Homeowners put in 350 to 450 hours of sweat equity, and of course, every home comes with a mortgage. On the first of the month, many of us know the feeling of making sure we have enough money in our accounts to pay it. On Friday, Dec. 3, the nonprofit held their first mortgage burning ceremony for Habitat for Humanity homeowner Vicki Cooper.
Cooper qualified for a home in 1993. In 1996 she finally moved in.
"I was just anxious. I was ready, we couldn't wait," Cooper told ABC Action News reporter Michael Paluska. "We were like, this is home, this is home. A beautiful feeling."
The entire staff came outside to watch the ceremony. A parking lot full of people, smiling, laughing, hugging and cheering on Cooper's success.
"Vicki Cooper has been a homeowner for 30 years," Mike Sutton, President and CEO of Habitat for Humanity of Pinellas and West Pasco Counties, said.
"But that has to be a great feeling to make that last mortgage payment and know that all that hard work has paid off. And now she completely owns that asset, right, that equity that she's been able to build, you know, habitats all about the generational wealth through homeownership. And she's been able to do that. And so we're just extremely proud of our homeowners."
Sutton said the affordable housing issue across the Tampa Bay area is at a tipping point. As nearly a thousand people a day move to Florida, the ability to find land to build Habitat for Humanity homes is a top priority.
"Our biggest challenge is definitely finding property, affordable property.

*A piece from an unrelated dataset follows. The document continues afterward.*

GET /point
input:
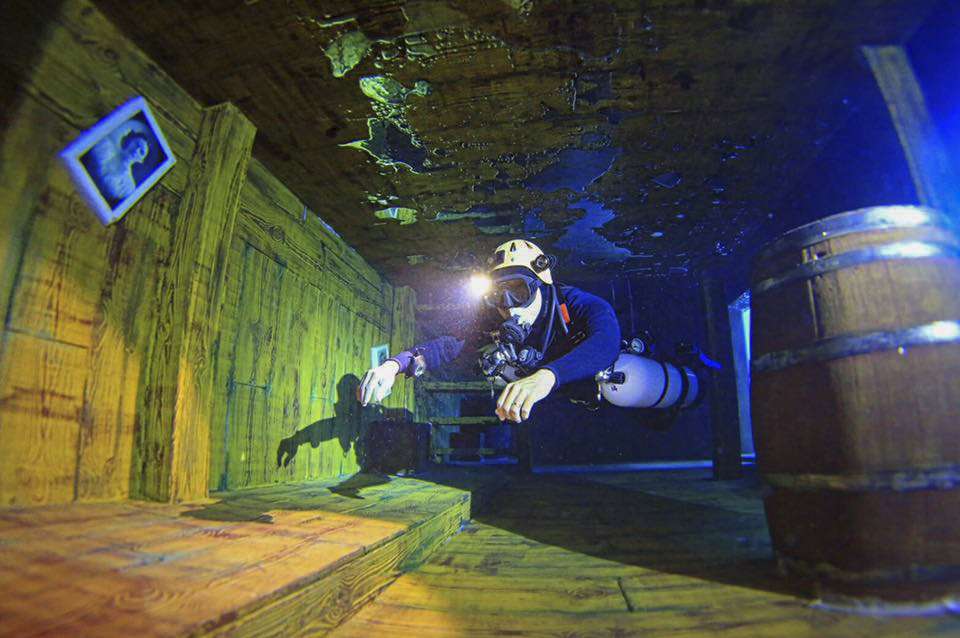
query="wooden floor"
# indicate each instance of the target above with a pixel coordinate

It's a challenge to find large tracts of land," Sutton said.
Paluska asked how the nonprofit could build a record number of homes during such a volatile time.
"The supply chain crisis is legit, and it's really serious. We've seen the average cost of our homes increase, probably $30,000 to $40,000. And so when you're building 70 homes, and you multiply that out, that's a significant amount of money that we have to rise above and beyond what we normally," Sutton said. "As a result, we've had a lot of our longtime partners have stepped up and increased their support this year."
Volunteers are also doing their part to keep the cost of labor down. For example, we watched as more than a dozen worked on a Habitat for Humanity home in Largo. The teams painted, vacuumed, and cleaned the windows.
Cooper told Paluska homeownership kept her and her family in one place, gave them stability instead of going from apartment to apartment.
"Habitat has done so much, you know, for me and my family. Bringing up my kids when I know I wouldn't have been able to pull it out, you know, own my own home. So I appreciate everything everybody did," Cooper said. "And, I'm so thankful that I was a part of that program. I'm in a home, I got a home. That's a dream everybody has. They want a house to live in. So they set me up and showed me that, you know, Vicki, you can do it. You know, I have a home. It is paid for, it took over, you know, 30 years to pay it off. And I'm happy. So you can't ask for anything else."